Within Spotlight, what is data caching and how can it benefit my workflow?
When downstream sources connect to Spotlight to query the latest results from a Dataset, a chain of events is kicked off within Spotlight to source this data. Spotlight crawls through the sources that feed and build the targeted Dataset and returns a current representation of the requested data.
In order to limit the amount of hops required to access your data, the full set can be cached directly on the Spotlight server providing a one stop shop for your curated Dataset.
I have pieced together a collection of data within a Spotlight Dataset with the goal of populating Tableau. When refreshing the data from my Tableau Workbook I notice a degree of latency. If I were interested in reducing this query latency, I could return to Spotlight, cache the Dataset, and then have direct access to the complete set from Tableau.
Or perhaps I want to control the state of my data when performing downstream activities against it. If the streams of data feeding my Dataset are updated every hour but I only want to see the data from the 0700 hour. In this case, I can have Spotlight cache the data on a schedule to reflect the window I am looking to target.

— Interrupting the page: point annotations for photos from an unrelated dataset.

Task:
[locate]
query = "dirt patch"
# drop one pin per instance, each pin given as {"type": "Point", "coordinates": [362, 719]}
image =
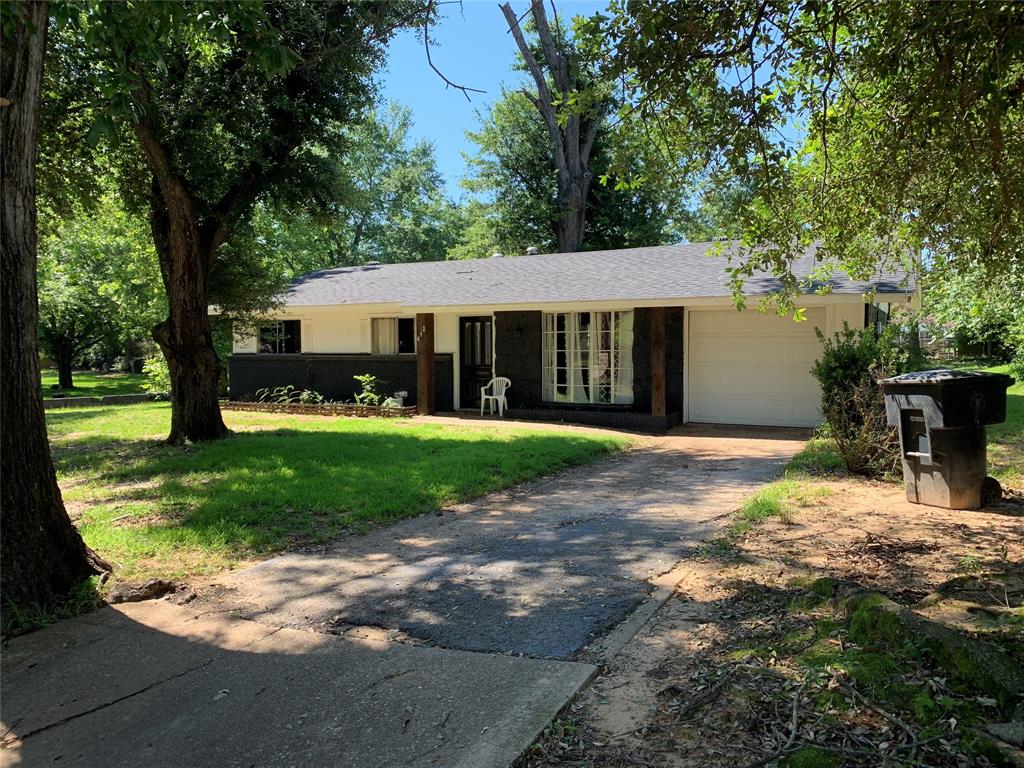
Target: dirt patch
{"type": "Point", "coordinates": [735, 671]}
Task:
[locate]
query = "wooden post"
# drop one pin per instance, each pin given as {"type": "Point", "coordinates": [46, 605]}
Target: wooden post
{"type": "Point", "coordinates": [658, 389]}
{"type": "Point", "coordinates": [425, 387]}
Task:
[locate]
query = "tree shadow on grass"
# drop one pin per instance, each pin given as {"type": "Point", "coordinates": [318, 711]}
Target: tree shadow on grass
{"type": "Point", "coordinates": [260, 492]}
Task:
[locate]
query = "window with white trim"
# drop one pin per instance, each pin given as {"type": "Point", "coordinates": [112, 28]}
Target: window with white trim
{"type": "Point", "coordinates": [281, 337]}
{"type": "Point", "coordinates": [392, 335]}
{"type": "Point", "coordinates": [588, 357]}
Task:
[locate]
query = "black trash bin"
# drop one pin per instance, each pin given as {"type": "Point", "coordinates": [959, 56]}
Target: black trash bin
{"type": "Point", "coordinates": [941, 416]}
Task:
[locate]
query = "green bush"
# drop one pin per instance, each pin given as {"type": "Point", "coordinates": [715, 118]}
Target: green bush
{"type": "Point", "coordinates": [158, 378]}
{"type": "Point", "coordinates": [849, 370]}
{"type": "Point", "coordinates": [371, 394]}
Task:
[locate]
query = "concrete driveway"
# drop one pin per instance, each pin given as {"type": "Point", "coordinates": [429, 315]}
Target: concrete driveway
{"type": "Point", "coordinates": [541, 570]}
{"type": "Point", "coordinates": [534, 577]}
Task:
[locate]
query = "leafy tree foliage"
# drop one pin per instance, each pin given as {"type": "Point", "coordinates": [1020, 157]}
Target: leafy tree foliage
{"type": "Point", "coordinates": [515, 180]}
{"type": "Point", "coordinates": [879, 129]}
{"type": "Point", "coordinates": [98, 286]}
{"type": "Point", "coordinates": [970, 310]}
{"type": "Point", "coordinates": [384, 202]}
{"type": "Point", "coordinates": [562, 78]}
{"type": "Point", "coordinates": [227, 104]}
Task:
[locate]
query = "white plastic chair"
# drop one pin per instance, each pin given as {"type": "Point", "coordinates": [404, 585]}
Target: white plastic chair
{"type": "Point", "coordinates": [498, 385]}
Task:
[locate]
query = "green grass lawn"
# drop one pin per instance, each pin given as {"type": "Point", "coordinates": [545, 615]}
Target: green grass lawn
{"type": "Point", "coordinates": [282, 480]}
{"type": "Point", "coordinates": [1006, 441]}
{"type": "Point", "coordinates": [92, 384]}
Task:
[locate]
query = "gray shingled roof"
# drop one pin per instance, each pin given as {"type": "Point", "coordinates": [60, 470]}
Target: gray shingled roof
{"type": "Point", "coordinates": [681, 271]}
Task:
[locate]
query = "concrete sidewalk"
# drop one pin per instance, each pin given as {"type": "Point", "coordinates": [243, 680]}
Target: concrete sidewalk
{"type": "Point", "coordinates": [152, 684]}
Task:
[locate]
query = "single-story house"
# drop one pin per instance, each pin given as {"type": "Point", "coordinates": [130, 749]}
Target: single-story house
{"type": "Point", "coordinates": [641, 338]}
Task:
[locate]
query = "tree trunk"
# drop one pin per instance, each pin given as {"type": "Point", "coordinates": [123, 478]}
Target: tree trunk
{"type": "Point", "coordinates": [42, 556]}
{"type": "Point", "coordinates": [185, 337]}
{"type": "Point", "coordinates": [570, 136]}
{"type": "Point", "coordinates": [573, 221]}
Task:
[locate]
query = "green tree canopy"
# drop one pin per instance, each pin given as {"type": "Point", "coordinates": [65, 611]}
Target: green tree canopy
{"type": "Point", "coordinates": [877, 129]}
{"type": "Point", "coordinates": [98, 285]}
{"type": "Point", "coordinates": [217, 107]}
{"type": "Point", "coordinates": [514, 180]}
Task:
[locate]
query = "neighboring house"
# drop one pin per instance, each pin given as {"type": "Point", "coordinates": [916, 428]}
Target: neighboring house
{"type": "Point", "coordinates": [642, 337]}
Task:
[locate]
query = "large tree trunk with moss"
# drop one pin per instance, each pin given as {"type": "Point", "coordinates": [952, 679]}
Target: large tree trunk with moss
{"type": "Point", "coordinates": [570, 135]}
{"type": "Point", "coordinates": [185, 258]}
{"type": "Point", "coordinates": [185, 337]}
{"type": "Point", "coordinates": [42, 556]}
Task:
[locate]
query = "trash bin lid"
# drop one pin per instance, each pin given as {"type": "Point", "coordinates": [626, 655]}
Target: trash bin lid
{"type": "Point", "coordinates": [943, 375]}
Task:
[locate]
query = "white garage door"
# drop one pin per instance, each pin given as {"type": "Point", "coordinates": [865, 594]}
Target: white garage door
{"type": "Point", "coordinates": [748, 368]}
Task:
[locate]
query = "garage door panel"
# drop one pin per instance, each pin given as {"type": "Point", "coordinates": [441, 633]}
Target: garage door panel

In order to cache your data, please do the following:
- Open a Workbench for the Workspace containing the target Dataset
- Select the Dataset from within the Workbench
- Locate and press the "Cache Disabled" button located on the right-hand side
- Press "Cache Now" to perform a one-time cache
- If you want to update this cache regularly, press "Enable Scheduler" and configure when you want the cache to refresh
In order to stop caching simply work through the above steps and disable slideers for "Enable Scheduler" and "Use Cached Data".